Kemp was mad about a particular outside strike call early in his sixth-inning at-bat, and the third-strike call in his at-bat to lead off the ninth. Here's that strike-three:
More upsetting to Kemp than the borderline call was how it compared to the pitch before it. Here's the chart of that ninth-inning at-bat:
It's hard to see here, but the fourth pitch was called a ball, and the fifth pitch, strike three. They were in the exact same spot.
"You guys saw the game. I'm sure you all side with me. I've never reacted this way when it comes to the strike zone. This was by far the worst I've ever seen.
"You've got to be held accountable, man. When we mess up and we do bad things on the field, people talk about it. People get sent down when they play bad. I feel like when stuff like that happens, there should be some type of punishment because it's unacceptable."

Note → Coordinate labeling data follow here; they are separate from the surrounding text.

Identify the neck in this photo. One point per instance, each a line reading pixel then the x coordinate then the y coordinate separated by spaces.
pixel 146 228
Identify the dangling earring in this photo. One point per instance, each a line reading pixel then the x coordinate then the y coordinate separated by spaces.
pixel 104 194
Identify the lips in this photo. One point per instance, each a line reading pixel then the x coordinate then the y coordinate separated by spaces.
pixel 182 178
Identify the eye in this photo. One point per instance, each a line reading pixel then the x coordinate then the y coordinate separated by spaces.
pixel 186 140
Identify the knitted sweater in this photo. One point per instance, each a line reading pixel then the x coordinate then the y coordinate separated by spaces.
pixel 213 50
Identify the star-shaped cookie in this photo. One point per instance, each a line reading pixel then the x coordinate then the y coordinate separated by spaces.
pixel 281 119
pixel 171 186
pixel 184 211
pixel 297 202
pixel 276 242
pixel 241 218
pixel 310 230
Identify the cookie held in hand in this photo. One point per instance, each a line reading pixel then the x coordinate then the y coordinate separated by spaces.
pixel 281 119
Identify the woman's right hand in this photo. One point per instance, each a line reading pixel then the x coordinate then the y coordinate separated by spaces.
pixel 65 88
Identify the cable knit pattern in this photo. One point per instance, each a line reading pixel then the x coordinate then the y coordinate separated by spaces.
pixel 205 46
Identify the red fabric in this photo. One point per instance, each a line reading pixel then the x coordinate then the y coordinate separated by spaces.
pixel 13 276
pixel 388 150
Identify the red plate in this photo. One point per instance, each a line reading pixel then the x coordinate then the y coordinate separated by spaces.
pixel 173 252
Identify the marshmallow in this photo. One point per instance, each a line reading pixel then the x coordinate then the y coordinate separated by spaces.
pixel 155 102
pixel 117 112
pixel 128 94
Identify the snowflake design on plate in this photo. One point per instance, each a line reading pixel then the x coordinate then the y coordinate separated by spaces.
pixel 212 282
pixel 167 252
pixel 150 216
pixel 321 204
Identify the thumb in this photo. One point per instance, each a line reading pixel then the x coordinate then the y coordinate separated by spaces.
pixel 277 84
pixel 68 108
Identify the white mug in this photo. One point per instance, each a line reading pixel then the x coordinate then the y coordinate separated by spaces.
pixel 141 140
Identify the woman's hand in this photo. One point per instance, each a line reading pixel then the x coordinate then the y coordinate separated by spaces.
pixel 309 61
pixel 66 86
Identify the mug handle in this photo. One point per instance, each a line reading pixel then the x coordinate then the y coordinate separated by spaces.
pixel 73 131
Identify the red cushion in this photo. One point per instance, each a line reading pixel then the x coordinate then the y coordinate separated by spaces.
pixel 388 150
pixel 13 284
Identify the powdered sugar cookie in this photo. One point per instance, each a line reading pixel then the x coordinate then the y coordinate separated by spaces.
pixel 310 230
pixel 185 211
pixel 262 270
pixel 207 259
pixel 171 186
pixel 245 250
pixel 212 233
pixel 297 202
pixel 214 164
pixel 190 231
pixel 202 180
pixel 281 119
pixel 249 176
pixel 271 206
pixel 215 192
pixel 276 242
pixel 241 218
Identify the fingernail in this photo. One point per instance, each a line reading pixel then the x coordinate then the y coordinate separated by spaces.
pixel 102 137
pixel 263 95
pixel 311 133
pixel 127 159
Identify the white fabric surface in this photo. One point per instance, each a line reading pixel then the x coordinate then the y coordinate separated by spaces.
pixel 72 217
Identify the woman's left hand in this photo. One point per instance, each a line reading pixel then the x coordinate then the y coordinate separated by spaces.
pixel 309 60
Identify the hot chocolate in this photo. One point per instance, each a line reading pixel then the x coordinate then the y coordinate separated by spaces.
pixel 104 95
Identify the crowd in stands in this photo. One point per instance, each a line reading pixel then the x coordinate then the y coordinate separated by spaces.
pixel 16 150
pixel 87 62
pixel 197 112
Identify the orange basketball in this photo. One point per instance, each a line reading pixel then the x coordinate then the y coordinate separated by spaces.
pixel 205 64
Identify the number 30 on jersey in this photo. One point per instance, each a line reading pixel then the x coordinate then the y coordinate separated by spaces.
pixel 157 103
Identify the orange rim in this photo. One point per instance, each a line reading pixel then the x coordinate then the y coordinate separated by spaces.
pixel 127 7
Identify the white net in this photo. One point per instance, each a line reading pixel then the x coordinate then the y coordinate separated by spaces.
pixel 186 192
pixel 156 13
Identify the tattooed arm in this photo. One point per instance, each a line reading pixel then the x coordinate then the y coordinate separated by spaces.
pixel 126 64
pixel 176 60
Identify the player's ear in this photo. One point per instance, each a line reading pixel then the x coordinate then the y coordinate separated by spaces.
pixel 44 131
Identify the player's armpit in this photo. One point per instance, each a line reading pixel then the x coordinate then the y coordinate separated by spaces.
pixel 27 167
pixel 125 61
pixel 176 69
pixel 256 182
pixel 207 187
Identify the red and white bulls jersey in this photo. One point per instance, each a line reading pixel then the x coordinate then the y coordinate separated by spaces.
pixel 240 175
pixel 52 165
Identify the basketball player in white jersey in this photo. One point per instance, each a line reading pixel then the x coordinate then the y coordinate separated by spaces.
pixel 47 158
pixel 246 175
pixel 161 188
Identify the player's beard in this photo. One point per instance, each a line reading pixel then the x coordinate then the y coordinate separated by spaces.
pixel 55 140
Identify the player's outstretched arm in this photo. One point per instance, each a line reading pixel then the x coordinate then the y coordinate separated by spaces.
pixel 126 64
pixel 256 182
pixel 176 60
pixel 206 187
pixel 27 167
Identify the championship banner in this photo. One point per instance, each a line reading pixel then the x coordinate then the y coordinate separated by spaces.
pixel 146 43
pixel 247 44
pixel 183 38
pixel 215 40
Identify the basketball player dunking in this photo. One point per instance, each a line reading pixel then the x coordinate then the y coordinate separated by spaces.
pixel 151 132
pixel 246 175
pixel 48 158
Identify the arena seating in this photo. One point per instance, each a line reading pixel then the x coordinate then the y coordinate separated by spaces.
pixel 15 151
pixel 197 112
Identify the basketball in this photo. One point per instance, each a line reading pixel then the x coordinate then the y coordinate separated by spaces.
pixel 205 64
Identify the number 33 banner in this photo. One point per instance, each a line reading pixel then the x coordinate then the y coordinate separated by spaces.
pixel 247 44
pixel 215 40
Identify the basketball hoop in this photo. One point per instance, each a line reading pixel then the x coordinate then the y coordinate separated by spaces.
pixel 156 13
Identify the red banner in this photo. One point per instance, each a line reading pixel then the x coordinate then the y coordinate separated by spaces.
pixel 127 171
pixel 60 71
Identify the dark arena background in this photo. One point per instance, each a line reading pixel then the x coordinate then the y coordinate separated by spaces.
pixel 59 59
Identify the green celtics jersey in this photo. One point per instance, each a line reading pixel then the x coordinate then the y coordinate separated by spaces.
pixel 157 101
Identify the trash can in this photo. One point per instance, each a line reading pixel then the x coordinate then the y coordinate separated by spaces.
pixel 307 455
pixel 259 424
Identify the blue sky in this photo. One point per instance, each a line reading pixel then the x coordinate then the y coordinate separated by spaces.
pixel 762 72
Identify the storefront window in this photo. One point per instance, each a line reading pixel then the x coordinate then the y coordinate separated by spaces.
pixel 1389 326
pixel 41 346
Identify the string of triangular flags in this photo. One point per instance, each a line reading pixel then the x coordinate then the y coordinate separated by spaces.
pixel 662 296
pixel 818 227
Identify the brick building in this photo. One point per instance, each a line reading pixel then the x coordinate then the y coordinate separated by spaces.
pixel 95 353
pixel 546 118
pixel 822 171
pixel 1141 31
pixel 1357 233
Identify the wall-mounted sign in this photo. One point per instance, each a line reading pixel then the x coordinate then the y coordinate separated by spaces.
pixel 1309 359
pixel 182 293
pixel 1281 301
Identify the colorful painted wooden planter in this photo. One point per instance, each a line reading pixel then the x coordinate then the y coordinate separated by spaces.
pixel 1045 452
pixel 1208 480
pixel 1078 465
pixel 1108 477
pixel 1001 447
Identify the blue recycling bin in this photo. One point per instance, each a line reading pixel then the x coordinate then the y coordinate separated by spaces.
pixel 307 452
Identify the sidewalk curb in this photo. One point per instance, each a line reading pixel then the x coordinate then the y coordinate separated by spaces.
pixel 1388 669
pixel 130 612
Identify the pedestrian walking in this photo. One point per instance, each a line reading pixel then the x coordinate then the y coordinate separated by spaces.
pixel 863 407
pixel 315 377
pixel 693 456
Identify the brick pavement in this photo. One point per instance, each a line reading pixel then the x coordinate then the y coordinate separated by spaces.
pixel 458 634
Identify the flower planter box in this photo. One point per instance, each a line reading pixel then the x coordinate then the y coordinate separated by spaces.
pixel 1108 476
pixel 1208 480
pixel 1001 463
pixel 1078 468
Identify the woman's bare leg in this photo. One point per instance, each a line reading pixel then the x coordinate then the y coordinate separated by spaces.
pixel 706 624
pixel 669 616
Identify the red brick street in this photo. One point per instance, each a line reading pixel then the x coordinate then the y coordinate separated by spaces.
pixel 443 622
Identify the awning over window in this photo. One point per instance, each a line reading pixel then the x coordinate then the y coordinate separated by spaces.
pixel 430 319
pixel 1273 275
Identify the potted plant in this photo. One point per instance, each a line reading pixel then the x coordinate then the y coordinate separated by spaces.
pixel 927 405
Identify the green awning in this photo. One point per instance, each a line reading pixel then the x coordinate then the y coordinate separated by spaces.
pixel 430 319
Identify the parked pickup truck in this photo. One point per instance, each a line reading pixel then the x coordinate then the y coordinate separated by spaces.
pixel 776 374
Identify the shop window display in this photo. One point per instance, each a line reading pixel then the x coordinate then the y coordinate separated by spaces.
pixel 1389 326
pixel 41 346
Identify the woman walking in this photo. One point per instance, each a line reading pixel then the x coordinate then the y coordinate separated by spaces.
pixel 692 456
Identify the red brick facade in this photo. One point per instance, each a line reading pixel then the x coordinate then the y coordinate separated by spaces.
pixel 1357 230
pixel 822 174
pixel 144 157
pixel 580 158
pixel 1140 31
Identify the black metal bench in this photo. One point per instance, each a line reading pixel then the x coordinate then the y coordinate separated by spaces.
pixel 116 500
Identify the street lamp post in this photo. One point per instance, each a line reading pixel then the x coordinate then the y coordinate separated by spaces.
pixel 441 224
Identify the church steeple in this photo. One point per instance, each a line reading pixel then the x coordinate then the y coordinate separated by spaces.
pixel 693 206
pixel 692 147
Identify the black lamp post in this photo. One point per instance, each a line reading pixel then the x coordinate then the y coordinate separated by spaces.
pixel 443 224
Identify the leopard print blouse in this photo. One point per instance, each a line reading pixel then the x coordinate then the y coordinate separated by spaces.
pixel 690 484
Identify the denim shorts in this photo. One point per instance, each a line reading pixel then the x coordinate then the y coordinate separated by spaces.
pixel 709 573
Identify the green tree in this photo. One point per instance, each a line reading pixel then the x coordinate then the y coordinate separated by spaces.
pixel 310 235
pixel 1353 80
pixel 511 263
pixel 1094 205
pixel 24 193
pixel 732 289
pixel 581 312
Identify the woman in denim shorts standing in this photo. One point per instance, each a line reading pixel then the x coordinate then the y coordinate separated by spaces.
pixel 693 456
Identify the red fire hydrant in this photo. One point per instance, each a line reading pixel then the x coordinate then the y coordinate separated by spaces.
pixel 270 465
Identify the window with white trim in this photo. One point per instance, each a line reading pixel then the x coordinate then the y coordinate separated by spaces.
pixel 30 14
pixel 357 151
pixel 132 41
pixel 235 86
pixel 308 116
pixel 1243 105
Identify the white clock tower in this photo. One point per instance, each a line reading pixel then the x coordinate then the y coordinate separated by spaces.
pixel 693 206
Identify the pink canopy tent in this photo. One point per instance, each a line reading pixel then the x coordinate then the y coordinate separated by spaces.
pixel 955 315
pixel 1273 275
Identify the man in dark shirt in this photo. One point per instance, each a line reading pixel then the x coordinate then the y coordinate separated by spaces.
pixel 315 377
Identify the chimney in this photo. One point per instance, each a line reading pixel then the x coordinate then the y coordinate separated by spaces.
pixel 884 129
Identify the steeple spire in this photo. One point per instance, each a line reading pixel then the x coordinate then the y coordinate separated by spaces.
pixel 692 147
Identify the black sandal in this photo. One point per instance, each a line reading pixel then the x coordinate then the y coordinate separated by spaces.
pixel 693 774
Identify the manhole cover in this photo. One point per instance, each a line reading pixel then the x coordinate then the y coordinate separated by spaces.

Kemp was surely frustrated after feeling he had at-bats taken away from him on an 0-4 night, after raking at a .556 clip in the first two games of this series. But more than that, Kemp knows where his bread is buttered. Here's his career heat map while facing right-handed pitchers. If you give the likes of John Lackey and Trevor Rosenthal the outside, there's not a hell of a lot Kemp can do about it.
So maybe Kemp has his reasons to be upset. But he wasn't the only Dodger alluding to Dale Scott's swollen strike zone. (The cagey quote from manager Don Mattingly: "You can't go too far with [the criticism of Scott], but real generous." Do the Dodgers have reason to feel slighted? Here's the plot for all righty batters:
Aside from the two identical pitches to Kemp in the ninth, Scott was pretty firm in giving pitchers the outside strike against righties. (If anything, he was more generous to Los Angeles pitchers.)
No, this seems like the age-old story of an umpire with an iffy but mostly consistent strike zone, making pitchers happy and hitters mad, and it's only the losing team that complains. Bitching about balls and strikes isn't going to get the Dodgers very far; but it's a good indicator that a team is one loss from elimination and frustrated as all hell.